The program featured a historical review of the Alexandria Plan, and speeches and commentary from elected officials, emergency physician and nurse leaders, and the presentation of certificates from the state of Virginia and the city of Alexandria.
A video featuring Jane Pinkus, a nurse who worked in the ED with the Alexandria pioneers, and Vince Whitmore, a paramedic, provided first-hand accounts of what it was like to usher in a new model of emergency practice. Perhaps the most special moment was the introduction of C.A. (Babe) Loughridge, M.D., one of the founding four physicians, who was in attendance. Although he came in a wheelchair due to recent illness, Dr. Loughridge stood and acknowledged the applause with a broad smile.
A video of the entire ceremony is available online at www.acep.org.
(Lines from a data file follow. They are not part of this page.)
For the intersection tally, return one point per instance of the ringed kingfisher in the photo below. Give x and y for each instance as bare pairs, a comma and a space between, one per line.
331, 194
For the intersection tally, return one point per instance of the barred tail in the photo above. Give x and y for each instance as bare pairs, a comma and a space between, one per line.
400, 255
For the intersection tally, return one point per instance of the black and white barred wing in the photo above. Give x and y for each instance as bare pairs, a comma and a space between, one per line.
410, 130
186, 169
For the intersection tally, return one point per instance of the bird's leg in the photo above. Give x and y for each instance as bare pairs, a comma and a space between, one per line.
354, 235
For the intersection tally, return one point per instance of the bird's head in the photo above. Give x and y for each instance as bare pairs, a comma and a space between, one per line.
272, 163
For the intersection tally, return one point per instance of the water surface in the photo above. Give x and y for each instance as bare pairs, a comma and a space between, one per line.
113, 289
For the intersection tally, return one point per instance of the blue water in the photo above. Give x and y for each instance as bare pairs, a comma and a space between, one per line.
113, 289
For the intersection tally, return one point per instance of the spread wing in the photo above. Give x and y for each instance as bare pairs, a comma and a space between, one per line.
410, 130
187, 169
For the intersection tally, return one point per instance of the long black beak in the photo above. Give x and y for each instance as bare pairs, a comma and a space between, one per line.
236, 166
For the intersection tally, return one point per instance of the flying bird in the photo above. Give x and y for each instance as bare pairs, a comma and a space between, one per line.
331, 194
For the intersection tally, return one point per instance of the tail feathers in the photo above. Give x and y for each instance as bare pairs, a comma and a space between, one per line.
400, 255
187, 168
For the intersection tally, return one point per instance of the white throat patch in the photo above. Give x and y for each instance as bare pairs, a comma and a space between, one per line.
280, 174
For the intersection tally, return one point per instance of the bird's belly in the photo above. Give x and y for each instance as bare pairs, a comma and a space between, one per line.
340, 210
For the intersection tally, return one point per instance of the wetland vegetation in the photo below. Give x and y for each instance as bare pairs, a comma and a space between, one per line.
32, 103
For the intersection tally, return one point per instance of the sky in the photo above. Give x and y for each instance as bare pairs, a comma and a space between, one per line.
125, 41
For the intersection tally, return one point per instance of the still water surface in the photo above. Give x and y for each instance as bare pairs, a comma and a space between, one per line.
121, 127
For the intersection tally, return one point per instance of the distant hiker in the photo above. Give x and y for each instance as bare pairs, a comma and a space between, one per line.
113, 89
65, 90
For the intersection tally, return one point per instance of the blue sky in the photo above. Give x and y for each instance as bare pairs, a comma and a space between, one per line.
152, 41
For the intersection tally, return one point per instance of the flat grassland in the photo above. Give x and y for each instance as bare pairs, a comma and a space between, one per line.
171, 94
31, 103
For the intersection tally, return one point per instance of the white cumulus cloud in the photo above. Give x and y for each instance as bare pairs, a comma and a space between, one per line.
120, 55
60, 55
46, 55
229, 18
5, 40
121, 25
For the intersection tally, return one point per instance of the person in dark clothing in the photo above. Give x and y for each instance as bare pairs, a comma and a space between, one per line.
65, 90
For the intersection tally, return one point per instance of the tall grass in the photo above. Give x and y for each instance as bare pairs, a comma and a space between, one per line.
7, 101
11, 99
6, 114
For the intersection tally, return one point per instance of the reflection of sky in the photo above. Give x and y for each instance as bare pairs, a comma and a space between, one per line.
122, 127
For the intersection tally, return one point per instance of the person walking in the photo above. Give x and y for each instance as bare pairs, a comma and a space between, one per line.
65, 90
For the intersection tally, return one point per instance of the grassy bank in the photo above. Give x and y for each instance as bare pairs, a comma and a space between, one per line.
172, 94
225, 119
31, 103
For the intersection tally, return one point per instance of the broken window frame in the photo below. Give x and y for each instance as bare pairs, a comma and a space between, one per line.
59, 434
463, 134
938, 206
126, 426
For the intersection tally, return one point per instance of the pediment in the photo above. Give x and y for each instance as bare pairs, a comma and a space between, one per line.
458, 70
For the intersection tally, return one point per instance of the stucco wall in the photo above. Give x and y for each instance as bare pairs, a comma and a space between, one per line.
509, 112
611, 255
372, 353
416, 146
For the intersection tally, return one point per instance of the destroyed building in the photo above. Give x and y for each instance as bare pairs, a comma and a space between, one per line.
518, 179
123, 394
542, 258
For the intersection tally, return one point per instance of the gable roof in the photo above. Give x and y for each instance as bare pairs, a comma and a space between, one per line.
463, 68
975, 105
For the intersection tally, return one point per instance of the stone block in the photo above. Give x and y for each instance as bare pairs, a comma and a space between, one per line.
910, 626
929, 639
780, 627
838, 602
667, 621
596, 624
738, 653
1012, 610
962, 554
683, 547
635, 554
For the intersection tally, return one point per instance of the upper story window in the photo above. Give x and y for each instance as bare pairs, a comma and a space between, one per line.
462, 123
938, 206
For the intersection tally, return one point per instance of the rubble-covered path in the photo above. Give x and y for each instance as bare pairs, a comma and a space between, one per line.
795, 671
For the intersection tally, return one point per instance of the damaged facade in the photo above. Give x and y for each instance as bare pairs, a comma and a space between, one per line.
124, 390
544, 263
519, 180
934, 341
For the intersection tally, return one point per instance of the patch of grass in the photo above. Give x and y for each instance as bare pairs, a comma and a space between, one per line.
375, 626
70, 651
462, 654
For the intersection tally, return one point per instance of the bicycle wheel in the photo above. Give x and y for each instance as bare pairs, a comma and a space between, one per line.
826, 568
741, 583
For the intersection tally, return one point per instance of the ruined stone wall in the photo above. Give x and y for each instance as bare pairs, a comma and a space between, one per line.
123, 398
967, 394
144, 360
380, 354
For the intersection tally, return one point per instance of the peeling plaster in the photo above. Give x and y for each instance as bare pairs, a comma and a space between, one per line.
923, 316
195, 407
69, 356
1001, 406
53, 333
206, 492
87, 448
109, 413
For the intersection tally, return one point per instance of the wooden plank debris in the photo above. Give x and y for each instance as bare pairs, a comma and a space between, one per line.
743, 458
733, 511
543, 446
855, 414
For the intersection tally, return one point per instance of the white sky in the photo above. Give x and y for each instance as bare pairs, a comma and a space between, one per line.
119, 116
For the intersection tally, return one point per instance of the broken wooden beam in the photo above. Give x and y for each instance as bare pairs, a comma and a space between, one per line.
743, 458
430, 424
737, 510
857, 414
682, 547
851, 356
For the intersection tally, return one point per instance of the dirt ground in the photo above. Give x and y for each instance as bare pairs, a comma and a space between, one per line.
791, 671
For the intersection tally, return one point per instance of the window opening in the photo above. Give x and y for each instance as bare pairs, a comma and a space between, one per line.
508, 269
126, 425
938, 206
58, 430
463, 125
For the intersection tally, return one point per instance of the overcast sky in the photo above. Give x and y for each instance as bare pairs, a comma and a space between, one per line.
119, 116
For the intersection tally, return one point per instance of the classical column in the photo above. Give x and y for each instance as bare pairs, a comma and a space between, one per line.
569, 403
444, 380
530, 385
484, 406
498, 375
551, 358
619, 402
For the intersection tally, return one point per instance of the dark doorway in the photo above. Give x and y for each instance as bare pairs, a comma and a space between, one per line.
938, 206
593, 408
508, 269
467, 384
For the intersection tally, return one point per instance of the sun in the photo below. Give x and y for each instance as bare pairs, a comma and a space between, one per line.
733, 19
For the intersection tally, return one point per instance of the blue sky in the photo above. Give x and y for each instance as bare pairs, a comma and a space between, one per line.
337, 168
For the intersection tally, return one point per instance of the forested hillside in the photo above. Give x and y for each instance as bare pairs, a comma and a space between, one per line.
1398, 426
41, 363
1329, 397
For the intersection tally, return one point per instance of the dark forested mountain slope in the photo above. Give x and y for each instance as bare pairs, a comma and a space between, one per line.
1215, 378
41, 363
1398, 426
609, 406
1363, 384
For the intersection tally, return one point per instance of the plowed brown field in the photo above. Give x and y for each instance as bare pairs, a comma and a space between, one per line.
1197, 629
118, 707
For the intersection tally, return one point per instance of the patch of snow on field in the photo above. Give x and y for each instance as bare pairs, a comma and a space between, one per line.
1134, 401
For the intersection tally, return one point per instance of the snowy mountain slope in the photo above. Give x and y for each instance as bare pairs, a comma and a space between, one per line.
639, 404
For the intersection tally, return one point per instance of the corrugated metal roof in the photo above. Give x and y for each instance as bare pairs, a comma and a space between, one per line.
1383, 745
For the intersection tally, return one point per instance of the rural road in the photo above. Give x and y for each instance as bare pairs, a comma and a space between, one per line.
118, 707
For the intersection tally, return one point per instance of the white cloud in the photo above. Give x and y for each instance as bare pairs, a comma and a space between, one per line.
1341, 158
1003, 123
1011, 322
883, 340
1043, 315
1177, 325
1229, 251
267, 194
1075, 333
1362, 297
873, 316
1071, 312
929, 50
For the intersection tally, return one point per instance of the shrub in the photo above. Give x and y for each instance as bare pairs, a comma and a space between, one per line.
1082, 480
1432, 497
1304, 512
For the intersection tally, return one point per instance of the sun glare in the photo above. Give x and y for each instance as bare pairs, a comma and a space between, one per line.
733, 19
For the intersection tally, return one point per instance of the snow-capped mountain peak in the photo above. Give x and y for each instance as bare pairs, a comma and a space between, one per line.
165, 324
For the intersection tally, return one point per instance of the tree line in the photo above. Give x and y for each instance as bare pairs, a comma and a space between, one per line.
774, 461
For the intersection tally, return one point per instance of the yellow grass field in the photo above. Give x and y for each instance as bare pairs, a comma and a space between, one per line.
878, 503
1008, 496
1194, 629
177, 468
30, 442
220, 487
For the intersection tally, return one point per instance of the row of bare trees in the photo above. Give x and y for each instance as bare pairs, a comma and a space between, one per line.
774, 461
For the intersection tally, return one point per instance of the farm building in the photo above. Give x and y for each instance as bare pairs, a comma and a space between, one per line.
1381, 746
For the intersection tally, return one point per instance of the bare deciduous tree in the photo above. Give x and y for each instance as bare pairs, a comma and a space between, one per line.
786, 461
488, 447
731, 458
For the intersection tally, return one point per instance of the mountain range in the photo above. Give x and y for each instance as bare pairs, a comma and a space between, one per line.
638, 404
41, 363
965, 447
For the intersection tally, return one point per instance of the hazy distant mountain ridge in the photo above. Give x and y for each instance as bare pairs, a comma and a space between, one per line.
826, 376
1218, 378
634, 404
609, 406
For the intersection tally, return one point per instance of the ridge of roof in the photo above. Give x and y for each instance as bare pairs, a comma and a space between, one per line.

Fifty years later, as we reflect on what the Alexandria Plan accomplished, we confront similar issues in a very different environment of care. Our charge now, in a challenging new era of health care reform, is to be as innovative, persevering, and visionary as the four physicians and their ED and EMS colleagues who created the Alexandria Plan.
References
- Zink, BJ. Anyone, anything, anytime – a history of emergency medicine. 2006, Mosby Elsevier; Philadelphia, pp. 30-32.
- Maisel, AQ. Emergency service: medicine’s newest specialty, Reader’s Digest 86(518):96-100, 1965.
- Zink, BJ. Anyone, anything, anytime – a history of emergency medicine. 2006, Mosby Elsevier; Philadelphia, pp. 35-36.
Dr. Zink is Professor and Chair of the Department of Emergency Medicine at The Alpert Medical School of Brown University.